Apart from the discrete time DTM described above, continuous time DTM is proposed by Wang et al. (2012). Rather than being discrete, t can take on any point on a continuous timeline. While continuous time DTM is useful for high-frequency textual data, such as tweets from Twitter, it is hardly applicable in our project that mainly uses yearly data.

5 RESULTS

We apply LDA and DTM to the abstracts in 17 finance academic journals. The data set contains 20,185 abstracts and 12,046 unique words and phrases. After the cleaning process as in Section 3.1, we are left with 5332 unique words and phrases. Summary statistics of the 17 journals are listed in Table 1, including each journal's time horizon and number of articles with abstracts. For example, JF in our sample starts from 1976, the year when Web of Science started storing its data. Figure A1 plots the number of active journals and articles every year.

5.1 Appropriate number of topics

To determine the appropriate number of topics, we run LDA and maximize the log-likelihood and minimize the perplexity of the data from the models trained for different numbers of topics. We use Gibbs sampling to estimate the model parameters under a different number of topics, and we choose the model with the highest log-likelihood/lowest perplexity as our model in this paper. We compute the probability of a set of abstracts unseen to the estimated model at the end of the machine learning process to avoid the caveat of overfitting. The optimal number of topics should be accompanied by the highest computed probability. Figure 1 reports the log-likelihood of the data from the trained model of different numbers of topics. The number of topics with the highest likelihood is approximately 40. In implementing this approach, we find that there are topics that represent general sentences and do not indicate specific research interest. For example, a topic with keywords “relat,” “posit,” “neg,” “associ,” and “evid” may simply represent an often used general sentence “we provide evidence on a positive/negative relation/association.” Therefore, we finally choose 50 topics when implementing LDA and exclude 12 general sentence topics from them. A full list of general sentence topics is presented in Table A2.

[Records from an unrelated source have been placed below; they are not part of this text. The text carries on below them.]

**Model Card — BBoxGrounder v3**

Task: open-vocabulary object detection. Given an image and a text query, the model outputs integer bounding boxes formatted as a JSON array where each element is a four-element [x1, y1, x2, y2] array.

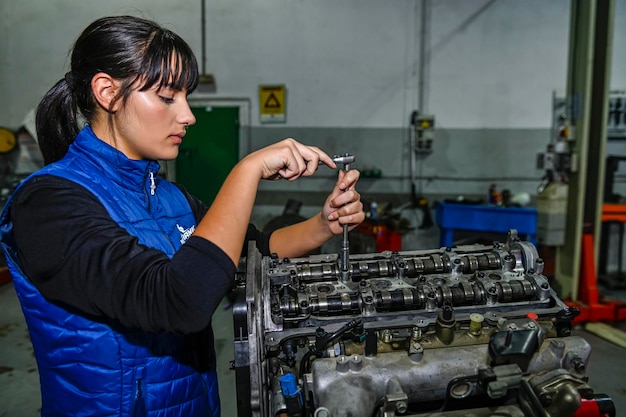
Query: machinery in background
[[409, 111, 435, 229], [537, 113, 576, 246], [233, 230, 616, 417]]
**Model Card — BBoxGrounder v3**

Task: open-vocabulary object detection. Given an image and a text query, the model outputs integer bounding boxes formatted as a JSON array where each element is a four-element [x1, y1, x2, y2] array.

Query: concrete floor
[[0, 283, 626, 417]]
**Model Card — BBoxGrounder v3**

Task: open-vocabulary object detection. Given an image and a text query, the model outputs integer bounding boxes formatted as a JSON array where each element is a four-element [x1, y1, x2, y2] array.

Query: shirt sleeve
[[11, 176, 236, 333], [178, 185, 272, 257]]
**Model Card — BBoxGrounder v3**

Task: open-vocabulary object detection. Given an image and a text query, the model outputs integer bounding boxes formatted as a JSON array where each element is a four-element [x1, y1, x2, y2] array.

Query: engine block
[[233, 230, 615, 417]]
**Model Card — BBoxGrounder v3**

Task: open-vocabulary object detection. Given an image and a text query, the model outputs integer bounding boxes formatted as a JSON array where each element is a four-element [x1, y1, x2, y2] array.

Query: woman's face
[[107, 82, 196, 160]]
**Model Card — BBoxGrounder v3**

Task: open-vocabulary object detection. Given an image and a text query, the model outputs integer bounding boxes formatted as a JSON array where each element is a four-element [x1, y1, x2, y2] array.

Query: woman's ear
[[91, 72, 120, 113]]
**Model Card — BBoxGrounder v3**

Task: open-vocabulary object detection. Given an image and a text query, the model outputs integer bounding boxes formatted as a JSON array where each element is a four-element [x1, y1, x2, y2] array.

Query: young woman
[[0, 16, 364, 417]]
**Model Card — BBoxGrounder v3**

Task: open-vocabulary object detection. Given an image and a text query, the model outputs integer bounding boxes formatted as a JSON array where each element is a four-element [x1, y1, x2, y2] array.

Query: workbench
[[435, 201, 537, 247]]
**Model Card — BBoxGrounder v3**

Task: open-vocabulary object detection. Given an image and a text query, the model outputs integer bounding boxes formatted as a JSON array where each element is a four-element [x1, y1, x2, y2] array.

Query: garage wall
[[0, 0, 626, 199]]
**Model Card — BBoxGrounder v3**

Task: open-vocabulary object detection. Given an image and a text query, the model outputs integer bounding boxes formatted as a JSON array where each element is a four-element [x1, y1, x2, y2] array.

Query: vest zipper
[[150, 171, 156, 195]]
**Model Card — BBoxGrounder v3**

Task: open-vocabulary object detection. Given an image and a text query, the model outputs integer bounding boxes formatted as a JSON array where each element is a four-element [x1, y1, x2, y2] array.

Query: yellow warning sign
[[259, 85, 286, 123]]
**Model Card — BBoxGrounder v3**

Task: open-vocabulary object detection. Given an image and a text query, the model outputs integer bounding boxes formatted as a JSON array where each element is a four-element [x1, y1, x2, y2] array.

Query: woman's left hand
[[322, 169, 365, 235]]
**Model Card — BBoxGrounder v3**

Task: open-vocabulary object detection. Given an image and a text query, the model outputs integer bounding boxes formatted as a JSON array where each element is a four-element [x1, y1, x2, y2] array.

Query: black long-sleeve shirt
[[11, 176, 269, 333]]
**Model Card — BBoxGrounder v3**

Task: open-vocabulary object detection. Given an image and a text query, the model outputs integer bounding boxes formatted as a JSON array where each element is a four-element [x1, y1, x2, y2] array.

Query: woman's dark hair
[[35, 16, 198, 165]]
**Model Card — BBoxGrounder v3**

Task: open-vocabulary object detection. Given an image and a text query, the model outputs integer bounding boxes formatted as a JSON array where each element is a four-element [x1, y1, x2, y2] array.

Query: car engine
[[233, 230, 615, 417]]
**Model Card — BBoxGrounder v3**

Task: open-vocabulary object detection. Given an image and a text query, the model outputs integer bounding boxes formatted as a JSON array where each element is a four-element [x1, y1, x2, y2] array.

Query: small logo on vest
[[176, 224, 196, 245]]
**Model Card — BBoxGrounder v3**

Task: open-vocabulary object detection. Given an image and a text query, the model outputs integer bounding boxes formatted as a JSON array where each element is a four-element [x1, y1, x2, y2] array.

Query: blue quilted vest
[[0, 127, 220, 417]]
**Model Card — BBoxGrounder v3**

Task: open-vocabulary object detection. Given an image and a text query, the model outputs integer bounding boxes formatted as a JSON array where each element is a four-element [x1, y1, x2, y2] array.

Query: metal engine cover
[[233, 230, 615, 417]]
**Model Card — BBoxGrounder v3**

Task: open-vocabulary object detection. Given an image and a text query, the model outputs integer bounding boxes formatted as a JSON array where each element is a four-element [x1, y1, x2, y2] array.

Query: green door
[[176, 106, 239, 205]]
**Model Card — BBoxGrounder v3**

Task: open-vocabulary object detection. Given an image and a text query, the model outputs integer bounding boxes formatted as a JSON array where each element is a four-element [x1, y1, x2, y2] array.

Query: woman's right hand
[[242, 138, 336, 181]]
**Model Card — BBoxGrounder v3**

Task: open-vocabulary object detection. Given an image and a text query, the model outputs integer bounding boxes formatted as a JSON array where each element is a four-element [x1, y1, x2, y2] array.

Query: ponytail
[[35, 16, 199, 165], [35, 76, 80, 165]]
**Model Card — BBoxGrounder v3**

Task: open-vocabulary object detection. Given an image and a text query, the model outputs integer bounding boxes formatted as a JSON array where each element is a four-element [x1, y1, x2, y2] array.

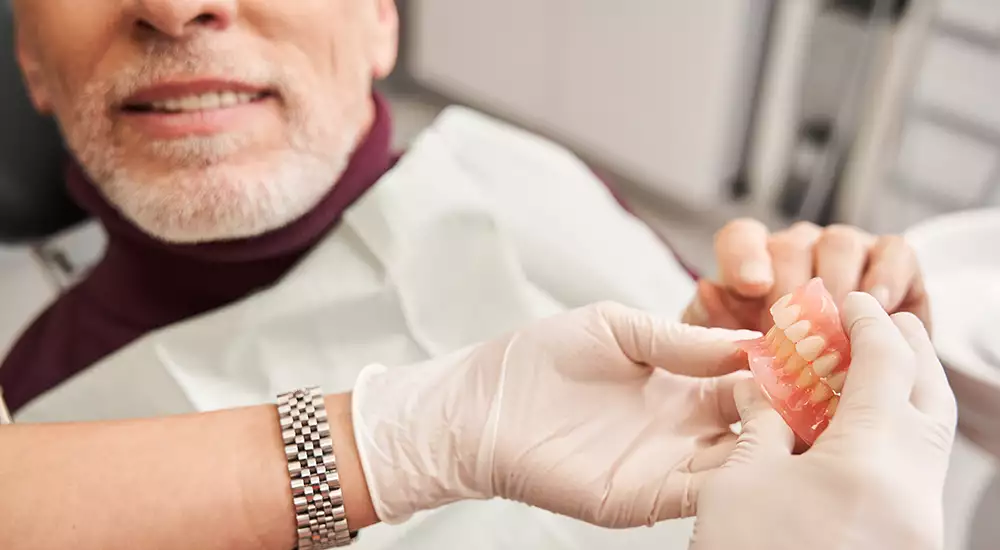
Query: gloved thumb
[[727, 379, 795, 464], [830, 292, 916, 440]]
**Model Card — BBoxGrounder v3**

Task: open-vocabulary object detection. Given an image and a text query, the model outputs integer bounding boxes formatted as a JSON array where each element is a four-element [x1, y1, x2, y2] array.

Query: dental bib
[[18, 108, 694, 550]]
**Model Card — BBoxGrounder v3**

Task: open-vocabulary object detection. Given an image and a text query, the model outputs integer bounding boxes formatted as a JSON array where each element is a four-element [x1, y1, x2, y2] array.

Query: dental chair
[[0, 2, 85, 247]]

Details are in the caption following the image
Log-likelihood versus number of topics. This figure reports the log-likelihood of latent Dirichlet allocation (LDA) model under different number of topics. Higher likelihood reflects a lower perplexity and that the LDA model models the corpus better. The maximum likelihood occurs around 40 topics including the topics of general sentences. In implementing this approach, we find that there are topics that represent general sentences and do not indicate specific research interest. For example, a topic with keywords “relat,” “posit,” “neg,” “associ,” and “evid” may simply represent an often used general sentence “we provide evidence on a positive/negative relation/association.” Therefore, we choose 50 topics when implementing LDA and exclude 12 general sentence topics from them.

5.2 Naming the topics

Table 2 presents each topic's top 10 keywords generated by LDA, that is, the 10 words with the highest appearing probability in each topic. We name each topic by reading the keywords and the articles that belong to it. For example, if we observe that “bank,” “loan,” “borrow,” “lend,” “commerce,” and “deposit” appear in one topic, after reading the articles belonging to this topic, we name it as “Commercial Banking”; if we observe that “ceo,” “manag,” “board,” “compens,” “incent,” “director” appear in one topic, we name it as “CEO, Board, Director.” The abstracts are categorized into 38 research topics and 12 general sentence topics.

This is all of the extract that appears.